Akademik Veri Yönetim Sistemi
ACTA MICROBIOLOGICA ET IMMUNOLOGICA HUNGARICA, sa.2, ss.110-120, 2024 (SCI-Expanded)
Carbapenem-resistant Enterobacterales (CRE) have become a major public health problem worldwide. The aim of this study was to investigate efficacy of ceftazidime/avibactam and plazomicin on carbapenem-resistant Klebsiella pneumoniae and Escherichia coli isolates. Susceptibility of imipenem, meropenem, ertapenem, ceftazidime/avibactam and plazomicin was investigated by broth-microdilution method. Major carbapenemases NDM, VIM, IMP, KPC, OXA-48 as well as other beta-lactamases namely, TEM, SHV, OXA-1-like, CTX-M, ACC, FOX, MOX, DHA, CIT, EBC, VEB, GES, PER were investigated by PCR. A total of 120 carbapenem-resistant isolates (60 E. coli and 60 K. pneumoniae) were included in this study and bla(OXA-48-like) was found in 78.33%, bla(NDM) in 26.66%, bla(KPC) in 7.5%, bla(IMP) in 5.83%, and bla(VIM) in 5%. Among 94 isolates with the bla(OXA-48-like) gene, 22.3% were resistant to ceftazidime/avibactam and 51.1% were resistant to plazomicin.
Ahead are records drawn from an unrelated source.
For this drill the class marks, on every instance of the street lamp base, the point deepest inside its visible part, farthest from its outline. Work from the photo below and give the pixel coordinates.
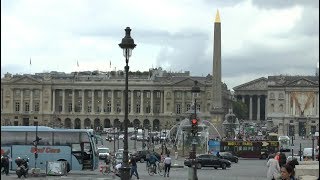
(125, 173)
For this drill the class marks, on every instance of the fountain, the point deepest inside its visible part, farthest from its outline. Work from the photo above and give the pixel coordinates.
(180, 132)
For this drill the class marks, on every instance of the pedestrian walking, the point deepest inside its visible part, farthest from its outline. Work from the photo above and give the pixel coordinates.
(273, 168)
(167, 165)
(134, 167)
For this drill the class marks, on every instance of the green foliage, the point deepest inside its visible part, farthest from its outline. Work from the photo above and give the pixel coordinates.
(240, 109)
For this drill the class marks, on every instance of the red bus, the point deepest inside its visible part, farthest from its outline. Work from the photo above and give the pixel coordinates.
(250, 149)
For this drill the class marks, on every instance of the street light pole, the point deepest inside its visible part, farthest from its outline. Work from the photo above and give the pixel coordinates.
(127, 44)
(195, 89)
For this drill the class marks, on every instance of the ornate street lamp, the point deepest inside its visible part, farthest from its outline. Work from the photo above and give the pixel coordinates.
(194, 123)
(127, 45)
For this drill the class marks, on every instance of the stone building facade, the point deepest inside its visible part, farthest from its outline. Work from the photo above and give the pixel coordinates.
(290, 103)
(157, 99)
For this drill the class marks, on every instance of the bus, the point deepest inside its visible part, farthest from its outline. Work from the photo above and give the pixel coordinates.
(250, 149)
(284, 143)
(76, 146)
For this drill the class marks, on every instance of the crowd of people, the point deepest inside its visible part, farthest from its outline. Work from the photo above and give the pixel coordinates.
(278, 168)
(151, 160)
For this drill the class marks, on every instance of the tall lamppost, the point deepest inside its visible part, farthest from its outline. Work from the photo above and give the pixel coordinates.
(127, 44)
(194, 123)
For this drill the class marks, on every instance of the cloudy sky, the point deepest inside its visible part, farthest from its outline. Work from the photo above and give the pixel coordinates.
(259, 37)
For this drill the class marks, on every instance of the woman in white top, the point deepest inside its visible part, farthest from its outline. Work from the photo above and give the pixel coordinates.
(167, 165)
(273, 169)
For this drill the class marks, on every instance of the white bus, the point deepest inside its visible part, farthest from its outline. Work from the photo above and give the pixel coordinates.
(284, 143)
(76, 146)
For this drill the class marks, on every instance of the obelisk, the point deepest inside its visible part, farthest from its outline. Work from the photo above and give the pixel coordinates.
(217, 108)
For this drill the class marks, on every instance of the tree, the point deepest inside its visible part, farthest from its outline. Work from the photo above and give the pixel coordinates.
(240, 109)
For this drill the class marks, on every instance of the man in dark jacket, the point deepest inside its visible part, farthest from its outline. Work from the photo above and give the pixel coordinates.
(282, 159)
(134, 167)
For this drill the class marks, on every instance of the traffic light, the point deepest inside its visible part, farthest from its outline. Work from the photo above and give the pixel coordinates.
(194, 126)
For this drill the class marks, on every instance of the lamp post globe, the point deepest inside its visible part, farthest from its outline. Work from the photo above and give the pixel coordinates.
(127, 44)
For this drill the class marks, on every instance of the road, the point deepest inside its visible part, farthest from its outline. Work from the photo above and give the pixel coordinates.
(252, 169)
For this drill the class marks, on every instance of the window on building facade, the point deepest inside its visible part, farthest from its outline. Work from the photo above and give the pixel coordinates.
(188, 107)
(148, 109)
(178, 108)
(198, 107)
(17, 106)
(272, 96)
(17, 93)
(69, 107)
(281, 96)
(60, 108)
(138, 108)
(119, 94)
(36, 106)
(157, 108)
(26, 106)
(108, 107)
(118, 108)
(37, 93)
(178, 94)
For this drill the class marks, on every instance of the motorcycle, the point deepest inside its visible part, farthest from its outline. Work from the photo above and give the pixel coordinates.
(5, 165)
(22, 167)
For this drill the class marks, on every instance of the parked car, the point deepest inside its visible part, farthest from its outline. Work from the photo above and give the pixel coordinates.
(209, 160)
(103, 152)
(229, 156)
(141, 155)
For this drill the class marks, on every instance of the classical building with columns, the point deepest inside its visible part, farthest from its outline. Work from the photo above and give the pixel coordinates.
(157, 99)
(290, 103)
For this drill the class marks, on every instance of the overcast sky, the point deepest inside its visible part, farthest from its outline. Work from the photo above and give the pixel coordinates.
(259, 38)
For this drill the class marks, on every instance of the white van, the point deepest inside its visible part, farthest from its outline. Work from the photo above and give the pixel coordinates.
(307, 152)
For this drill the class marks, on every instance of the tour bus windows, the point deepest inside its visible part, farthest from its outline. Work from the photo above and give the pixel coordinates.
(16, 138)
(76, 147)
(46, 138)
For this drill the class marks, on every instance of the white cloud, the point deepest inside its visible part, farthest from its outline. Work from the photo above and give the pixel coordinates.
(173, 34)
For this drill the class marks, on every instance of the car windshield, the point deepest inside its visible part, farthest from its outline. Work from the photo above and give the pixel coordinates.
(104, 150)
(119, 155)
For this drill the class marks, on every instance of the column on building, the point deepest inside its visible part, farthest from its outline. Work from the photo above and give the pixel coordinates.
(112, 101)
(41, 102)
(21, 100)
(73, 101)
(92, 101)
(172, 102)
(102, 101)
(82, 107)
(122, 101)
(161, 101)
(132, 103)
(183, 107)
(63, 100)
(258, 107)
(141, 103)
(152, 104)
(250, 108)
(317, 104)
(31, 100)
(287, 103)
(53, 100)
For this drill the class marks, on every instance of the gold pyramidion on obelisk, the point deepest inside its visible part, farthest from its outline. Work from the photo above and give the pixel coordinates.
(217, 17)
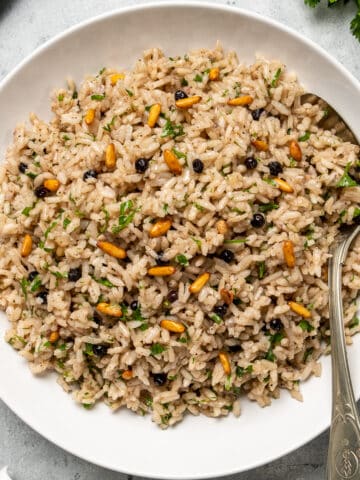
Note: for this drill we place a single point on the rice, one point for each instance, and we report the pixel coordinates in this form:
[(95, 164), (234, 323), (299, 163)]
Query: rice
[(132, 360)]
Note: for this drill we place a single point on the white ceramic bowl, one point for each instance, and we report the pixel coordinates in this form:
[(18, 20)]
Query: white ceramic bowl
[(199, 447)]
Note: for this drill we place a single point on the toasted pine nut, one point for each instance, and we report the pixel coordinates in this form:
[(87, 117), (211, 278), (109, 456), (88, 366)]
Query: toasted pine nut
[(299, 309), (260, 145), (154, 113), (127, 375), (110, 157), (227, 296), (188, 101), (52, 184), (221, 227), (115, 77), (160, 228), (283, 186), (240, 101), (89, 117), (109, 309), (172, 326), (54, 337), (214, 74), (172, 162), (26, 246), (199, 283), (161, 271), (295, 150), (288, 251), (225, 362), (111, 249)]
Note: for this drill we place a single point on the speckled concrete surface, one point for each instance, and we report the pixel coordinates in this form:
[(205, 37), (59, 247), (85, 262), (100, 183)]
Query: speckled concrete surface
[(26, 24)]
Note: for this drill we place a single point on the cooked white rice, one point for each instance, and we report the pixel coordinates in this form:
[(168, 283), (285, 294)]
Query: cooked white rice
[(268, 345)]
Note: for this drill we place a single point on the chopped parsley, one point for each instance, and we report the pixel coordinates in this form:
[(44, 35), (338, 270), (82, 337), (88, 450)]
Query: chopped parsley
[(157, 349), (270, 355), (346, 180), (267, 207), (304, 137), (27, 210), (97, 97), (89, 349), (104, 281), (24, 284), (36, 284), (126, 216), (104, 227), (172, 130), (276, 77), (182, 260)]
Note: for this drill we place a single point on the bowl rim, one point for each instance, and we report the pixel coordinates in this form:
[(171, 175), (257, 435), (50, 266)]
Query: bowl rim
[(169, 4)]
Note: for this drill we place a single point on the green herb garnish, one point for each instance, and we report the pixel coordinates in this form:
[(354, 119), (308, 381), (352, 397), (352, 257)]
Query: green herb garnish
[(276, 77), (172, 130), (104, 227), (24, 284), (103, 281), (126, 216), (346, 180)]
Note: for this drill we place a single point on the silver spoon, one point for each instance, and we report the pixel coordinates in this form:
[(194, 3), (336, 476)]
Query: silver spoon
[(344, 445)]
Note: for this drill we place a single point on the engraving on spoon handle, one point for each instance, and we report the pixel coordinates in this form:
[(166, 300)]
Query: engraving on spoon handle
[(344, 444)]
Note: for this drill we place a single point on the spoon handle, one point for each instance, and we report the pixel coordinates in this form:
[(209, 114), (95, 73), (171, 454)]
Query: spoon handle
[(344, 445)]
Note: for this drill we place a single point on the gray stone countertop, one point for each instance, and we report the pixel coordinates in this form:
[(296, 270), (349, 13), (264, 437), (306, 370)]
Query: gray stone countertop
[(26, 24)]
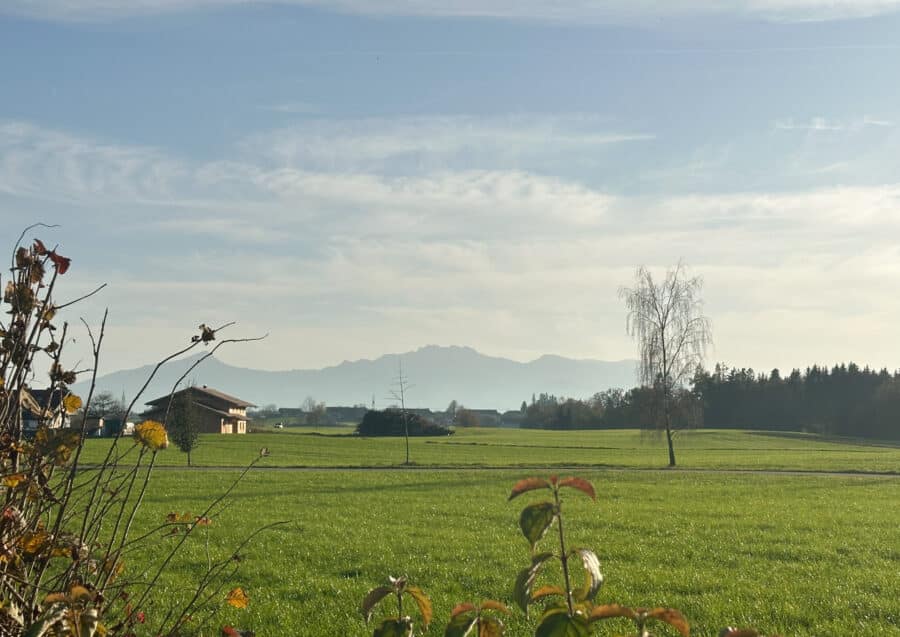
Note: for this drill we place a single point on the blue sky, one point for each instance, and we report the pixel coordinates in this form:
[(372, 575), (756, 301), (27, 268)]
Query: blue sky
[(357, 178)]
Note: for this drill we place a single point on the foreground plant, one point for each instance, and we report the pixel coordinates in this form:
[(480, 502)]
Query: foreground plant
[(570, 611), (65, 529), (400, 625)]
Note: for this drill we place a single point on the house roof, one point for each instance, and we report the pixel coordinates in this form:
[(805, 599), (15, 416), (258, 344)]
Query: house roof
[(215, 393)]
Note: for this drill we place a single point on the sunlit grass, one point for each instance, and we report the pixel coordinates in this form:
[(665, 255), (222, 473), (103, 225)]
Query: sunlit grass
[(718, 449), (800, 555)]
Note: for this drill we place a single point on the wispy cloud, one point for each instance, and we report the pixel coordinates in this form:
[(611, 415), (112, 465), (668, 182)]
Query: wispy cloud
[(423, 144), (822, 124), (487, 257), (600, 11), (291, 108)]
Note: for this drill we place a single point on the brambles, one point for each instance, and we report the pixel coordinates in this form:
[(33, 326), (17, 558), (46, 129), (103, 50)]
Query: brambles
[(65, 530)]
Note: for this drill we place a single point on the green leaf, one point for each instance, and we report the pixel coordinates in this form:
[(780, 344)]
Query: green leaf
[(422, 602), (490, 627), (535, 519), (525, 580), (373, 597), (581, 484), (394, 628), (461, 625), (528, 484), (593, 578), (561, 624)]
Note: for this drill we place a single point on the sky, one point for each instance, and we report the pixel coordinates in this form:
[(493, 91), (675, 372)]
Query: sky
[(362, 177)]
Of 32 isolates with bla(NDM), 31 (96.9%) were resistant to ceftazidime/avibactam and 30 (93.75%) were resistant to plazomicin, and both antibiotics had limited effects against bla(NDM) carriers (P < 0.001). Of the 12 isolates with bla(NDM+OXA-48) combination, 11 (91.7%) were resistant to ceftazidime/avibactam and plazomicin. The effect of both antibiotics was significantly lower in strains with bla(NDM+OXA-48) combination (P < 0.005). The most common carbapenemase genes in this study were bla(OXA-48-like) and bla(NDM). Ceftazidime/avibactam demonstrated a good efficacy among OXA-48 producing K. pneumoniae and E. coli, however, plazomicin had a significantly lower antibacterial effect in our study. Both antimicrobial agents should be considered as an option by evaluating combined susceptibility results and gene patterns obtained by regional and global molecular data in the treatment of CRE infections.